Political developments in Tripura however, have set the stage for a face-to-face battle in the Assembly poll as the saffron outfit has emerged as the key opposition party in this Communist-ruled state. Hundreds of Congress workers have joined the BJP in the past two years. The BJP has also embraced several leaders and activists from different extremist tribal outfits that keep appearing, merging, splitting and disappearing in Tripura. BJP has recently formed an alliance with Indigenous People’s Front of Tripura (IPFT), an anti-Left party that had been demanding a separate state for the tribal population. The strength of the state assembly is 60 members and the BJP is going to contest on 51 seats. The Party has reportedly kept nine seats for its alliance partner, Indigenous People’s Front of Tripura. Left Front has enjoyed in the state, and raised questions as to whether anti-incumbency might finally kick in the northeastern state this time.

As with most long-serving governments, the Left government in Tripura has seen good days and bad.
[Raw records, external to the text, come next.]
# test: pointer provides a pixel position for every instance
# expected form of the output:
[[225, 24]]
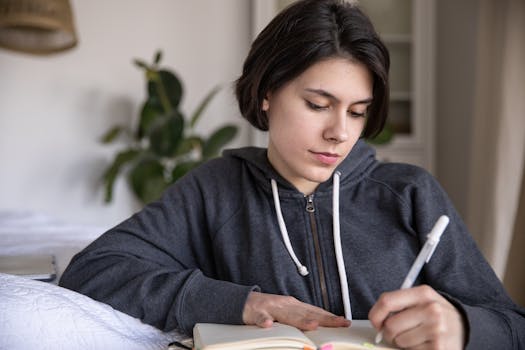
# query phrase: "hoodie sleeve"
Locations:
[[158, 265], [459, 271]]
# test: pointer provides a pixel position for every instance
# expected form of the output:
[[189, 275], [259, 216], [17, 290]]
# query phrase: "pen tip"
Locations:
[[379, 337]]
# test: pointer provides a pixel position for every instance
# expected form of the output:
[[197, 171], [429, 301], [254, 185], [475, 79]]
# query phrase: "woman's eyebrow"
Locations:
[[326, 94]]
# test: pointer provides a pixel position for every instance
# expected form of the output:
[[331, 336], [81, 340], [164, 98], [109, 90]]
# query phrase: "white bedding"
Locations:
[[39, 315]]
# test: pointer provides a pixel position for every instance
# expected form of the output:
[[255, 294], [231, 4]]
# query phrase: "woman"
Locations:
[[249, 237]]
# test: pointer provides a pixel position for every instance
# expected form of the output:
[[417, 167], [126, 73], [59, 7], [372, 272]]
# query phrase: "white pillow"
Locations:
[[39, 315]]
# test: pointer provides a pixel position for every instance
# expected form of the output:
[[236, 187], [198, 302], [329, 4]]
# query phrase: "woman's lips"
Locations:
[[326, 158]]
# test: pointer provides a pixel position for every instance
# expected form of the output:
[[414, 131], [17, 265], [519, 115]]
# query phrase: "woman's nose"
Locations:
[[336, 130]]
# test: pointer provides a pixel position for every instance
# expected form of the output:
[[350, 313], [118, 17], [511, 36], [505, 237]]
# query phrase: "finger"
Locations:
[[307, 317], [423, 324], [395, 301], [264, 320]]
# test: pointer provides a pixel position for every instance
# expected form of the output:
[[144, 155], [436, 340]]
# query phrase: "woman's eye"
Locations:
[[357, 114], [314, 106]]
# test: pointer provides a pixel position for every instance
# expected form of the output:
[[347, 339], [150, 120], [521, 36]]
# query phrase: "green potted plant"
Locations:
[[163, 145]]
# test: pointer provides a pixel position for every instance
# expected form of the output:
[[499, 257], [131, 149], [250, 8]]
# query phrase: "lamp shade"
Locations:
[[36, 26]]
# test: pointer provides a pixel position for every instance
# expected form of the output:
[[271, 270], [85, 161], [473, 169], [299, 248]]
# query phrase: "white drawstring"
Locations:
[[284, 232], [338, 248], [337, 241]]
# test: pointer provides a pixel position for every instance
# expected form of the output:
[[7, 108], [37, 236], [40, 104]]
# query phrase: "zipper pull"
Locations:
[[310, 203]]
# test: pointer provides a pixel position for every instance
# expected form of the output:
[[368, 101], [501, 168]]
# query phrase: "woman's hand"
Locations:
[[418, 318], [263, 309]]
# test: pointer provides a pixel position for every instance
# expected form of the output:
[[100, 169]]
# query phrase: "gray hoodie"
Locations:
[[195, 255]]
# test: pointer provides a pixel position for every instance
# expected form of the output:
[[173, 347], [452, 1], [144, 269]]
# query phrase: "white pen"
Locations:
[[423, 257]]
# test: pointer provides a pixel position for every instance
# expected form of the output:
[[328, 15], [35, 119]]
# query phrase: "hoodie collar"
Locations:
[[359, 162]]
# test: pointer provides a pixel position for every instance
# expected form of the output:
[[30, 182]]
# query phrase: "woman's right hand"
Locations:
[[263, 309]]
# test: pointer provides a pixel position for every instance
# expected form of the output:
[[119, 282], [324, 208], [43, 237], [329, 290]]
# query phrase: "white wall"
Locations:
[[53, 109]]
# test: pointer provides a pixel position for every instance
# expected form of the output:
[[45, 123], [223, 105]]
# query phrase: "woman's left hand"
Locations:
[[418, 318]]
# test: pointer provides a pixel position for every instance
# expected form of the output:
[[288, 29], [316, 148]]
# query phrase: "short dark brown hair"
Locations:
[[303, 34]]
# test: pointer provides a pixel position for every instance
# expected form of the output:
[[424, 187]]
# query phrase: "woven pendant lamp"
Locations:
[[36, 26]]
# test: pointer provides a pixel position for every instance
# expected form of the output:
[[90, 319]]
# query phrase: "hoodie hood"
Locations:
[[359, 162]]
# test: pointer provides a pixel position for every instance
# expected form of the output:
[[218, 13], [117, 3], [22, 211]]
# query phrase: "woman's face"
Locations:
[[315, 120]]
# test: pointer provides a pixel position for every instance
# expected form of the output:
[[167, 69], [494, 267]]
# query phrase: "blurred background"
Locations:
[[458, 103]]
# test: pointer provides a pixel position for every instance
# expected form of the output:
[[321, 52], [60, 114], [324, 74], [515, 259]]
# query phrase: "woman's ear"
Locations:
[[266, 103]]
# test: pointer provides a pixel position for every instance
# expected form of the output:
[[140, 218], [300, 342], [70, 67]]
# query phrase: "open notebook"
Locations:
[[34, 266], [360, 335]]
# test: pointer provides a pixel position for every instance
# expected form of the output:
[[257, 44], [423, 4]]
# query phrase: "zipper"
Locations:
[[310, 208]]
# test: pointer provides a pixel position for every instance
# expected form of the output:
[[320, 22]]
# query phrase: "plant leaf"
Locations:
[[166, 135], [111, 134], [202, 106], [158, 57], [151, 112], [182, 168], [167, 86], [113, 170], [217, 140], [147, 179], [141, 64], [188, 144]]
Thus, while it has been credited with reducing militancy and getting the Armed Forces (Special Powers) Act (AFSPA) withdrawn from the state by investing heavily in a local police force, it has lately come under attack over its stance on the partition of the state. The movement for a separate state called Tipraland (also spelt Twipraland) has been led by the tribal-based Indigenous People’s Front of Tripura (IPFT). The party has demanded that a separate state be carved out for the Tripura Tribal Areas Autonomous District Council (TTAADC) areas, which constitute two-third of the state territory and is the home to the tribal, who form one-third of the population.

The tribal and non-tribal population have been at odds with each other in the state and the ethnic tension along with a demand for autonomy of tribal regions have been deciding factors in the political history of Tripura since the 1940s. Partition and Bangladesh’s independence led to the migration of a large number of displaced persons into the state. The large tribal population has also ensured that a third of Tripura’s Assembly is reserved for its tribal population.
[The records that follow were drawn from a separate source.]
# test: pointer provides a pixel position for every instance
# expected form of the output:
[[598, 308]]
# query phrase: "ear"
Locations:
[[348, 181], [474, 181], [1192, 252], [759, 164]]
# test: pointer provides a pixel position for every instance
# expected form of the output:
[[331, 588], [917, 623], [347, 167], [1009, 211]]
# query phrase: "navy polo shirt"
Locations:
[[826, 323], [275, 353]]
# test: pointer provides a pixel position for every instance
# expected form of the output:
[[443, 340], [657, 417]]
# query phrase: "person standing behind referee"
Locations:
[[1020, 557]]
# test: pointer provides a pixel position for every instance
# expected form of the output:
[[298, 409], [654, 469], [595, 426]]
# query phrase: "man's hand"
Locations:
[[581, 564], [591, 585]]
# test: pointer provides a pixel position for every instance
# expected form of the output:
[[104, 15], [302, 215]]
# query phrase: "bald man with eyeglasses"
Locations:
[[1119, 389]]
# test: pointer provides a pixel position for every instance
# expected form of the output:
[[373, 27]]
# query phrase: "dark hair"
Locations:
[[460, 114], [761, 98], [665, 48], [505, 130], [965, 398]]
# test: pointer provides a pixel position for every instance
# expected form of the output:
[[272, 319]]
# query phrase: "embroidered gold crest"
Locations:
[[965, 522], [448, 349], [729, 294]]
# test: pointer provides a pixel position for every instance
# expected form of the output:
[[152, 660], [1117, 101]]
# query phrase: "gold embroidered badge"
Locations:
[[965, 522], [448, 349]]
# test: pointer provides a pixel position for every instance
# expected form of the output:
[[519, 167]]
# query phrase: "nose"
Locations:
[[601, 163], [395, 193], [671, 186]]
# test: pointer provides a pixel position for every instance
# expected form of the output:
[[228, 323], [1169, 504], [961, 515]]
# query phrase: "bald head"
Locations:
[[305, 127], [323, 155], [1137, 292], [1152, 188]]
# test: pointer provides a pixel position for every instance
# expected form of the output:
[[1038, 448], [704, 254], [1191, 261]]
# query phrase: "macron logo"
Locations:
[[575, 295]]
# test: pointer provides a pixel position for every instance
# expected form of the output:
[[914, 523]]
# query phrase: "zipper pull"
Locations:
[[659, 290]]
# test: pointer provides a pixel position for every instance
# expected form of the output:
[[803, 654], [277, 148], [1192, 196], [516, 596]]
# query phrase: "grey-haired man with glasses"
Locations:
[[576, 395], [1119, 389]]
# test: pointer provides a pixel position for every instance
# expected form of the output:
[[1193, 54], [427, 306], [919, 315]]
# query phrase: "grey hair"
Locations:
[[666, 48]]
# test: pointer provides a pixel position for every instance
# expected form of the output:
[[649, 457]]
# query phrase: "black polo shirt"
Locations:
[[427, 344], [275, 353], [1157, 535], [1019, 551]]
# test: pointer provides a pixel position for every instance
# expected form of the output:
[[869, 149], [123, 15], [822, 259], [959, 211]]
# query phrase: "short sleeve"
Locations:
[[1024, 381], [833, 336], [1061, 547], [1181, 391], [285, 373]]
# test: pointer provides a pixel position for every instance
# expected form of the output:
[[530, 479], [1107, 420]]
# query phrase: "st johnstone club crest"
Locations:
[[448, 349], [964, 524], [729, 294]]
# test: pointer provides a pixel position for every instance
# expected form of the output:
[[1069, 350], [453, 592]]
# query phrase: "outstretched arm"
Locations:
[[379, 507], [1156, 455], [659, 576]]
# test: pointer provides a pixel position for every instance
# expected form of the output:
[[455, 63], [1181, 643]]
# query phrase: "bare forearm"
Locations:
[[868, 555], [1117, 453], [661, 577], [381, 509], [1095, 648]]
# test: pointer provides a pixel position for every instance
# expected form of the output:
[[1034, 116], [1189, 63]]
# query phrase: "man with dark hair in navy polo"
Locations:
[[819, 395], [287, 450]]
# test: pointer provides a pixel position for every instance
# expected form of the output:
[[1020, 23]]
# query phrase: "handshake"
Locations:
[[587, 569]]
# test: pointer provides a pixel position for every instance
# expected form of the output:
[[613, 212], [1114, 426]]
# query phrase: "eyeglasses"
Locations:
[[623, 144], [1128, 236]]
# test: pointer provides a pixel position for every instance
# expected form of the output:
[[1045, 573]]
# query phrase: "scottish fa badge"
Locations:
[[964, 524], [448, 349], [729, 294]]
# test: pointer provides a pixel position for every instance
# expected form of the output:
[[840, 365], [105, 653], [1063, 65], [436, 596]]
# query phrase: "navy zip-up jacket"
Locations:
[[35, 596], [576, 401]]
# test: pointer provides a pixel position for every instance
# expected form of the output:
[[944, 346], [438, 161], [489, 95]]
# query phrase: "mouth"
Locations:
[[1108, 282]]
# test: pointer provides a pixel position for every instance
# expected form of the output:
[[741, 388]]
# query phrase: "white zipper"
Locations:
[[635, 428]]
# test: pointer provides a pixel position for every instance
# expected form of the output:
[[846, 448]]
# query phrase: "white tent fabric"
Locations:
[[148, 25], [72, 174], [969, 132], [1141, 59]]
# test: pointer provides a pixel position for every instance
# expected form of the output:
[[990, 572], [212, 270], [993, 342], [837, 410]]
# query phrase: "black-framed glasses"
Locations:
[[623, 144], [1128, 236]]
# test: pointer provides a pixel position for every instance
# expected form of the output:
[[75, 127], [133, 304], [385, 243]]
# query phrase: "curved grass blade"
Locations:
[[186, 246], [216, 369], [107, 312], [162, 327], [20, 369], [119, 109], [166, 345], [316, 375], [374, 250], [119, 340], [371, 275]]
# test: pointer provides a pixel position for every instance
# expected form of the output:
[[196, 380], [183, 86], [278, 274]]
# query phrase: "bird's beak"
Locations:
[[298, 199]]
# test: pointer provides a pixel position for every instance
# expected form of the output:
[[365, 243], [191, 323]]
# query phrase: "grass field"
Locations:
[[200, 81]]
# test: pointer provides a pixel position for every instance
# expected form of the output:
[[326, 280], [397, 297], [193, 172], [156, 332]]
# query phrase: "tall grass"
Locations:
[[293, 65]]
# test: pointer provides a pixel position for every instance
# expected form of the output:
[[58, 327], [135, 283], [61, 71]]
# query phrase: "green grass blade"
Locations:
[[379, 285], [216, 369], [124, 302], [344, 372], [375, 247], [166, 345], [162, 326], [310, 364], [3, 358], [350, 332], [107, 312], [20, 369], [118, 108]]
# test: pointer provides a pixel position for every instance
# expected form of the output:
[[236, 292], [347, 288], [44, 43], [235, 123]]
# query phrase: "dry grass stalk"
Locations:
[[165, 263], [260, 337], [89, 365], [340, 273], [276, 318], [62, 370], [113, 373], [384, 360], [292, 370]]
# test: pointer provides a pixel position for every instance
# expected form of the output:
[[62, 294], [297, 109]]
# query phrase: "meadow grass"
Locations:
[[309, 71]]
Congress is facing a few issues in the state. The Congress had won 10 seats in the last election but has lost ground after tying up with the Left in West Bengal. The Trinamool Congress has showed eagerness to expand to Tripura but has suffered heavily from defections of top leaders. This leaves the BJP to take the challenge to the Left as it has made steady gains in vote share in the state’s elections. According to sources the Congress’s decision to go soft on the Left Front over the past decade has led to a sense of disappointment among party leaders and workers in Tripura, where the Communists are still their main rival. The BJP did not win any seat in the last state assembly polls but emerged as the main challenger to the ruling CPI(M). Tripura will go to the polls on 18 February and the results will be declared on March 3 along with Nagaland and Meghalaya.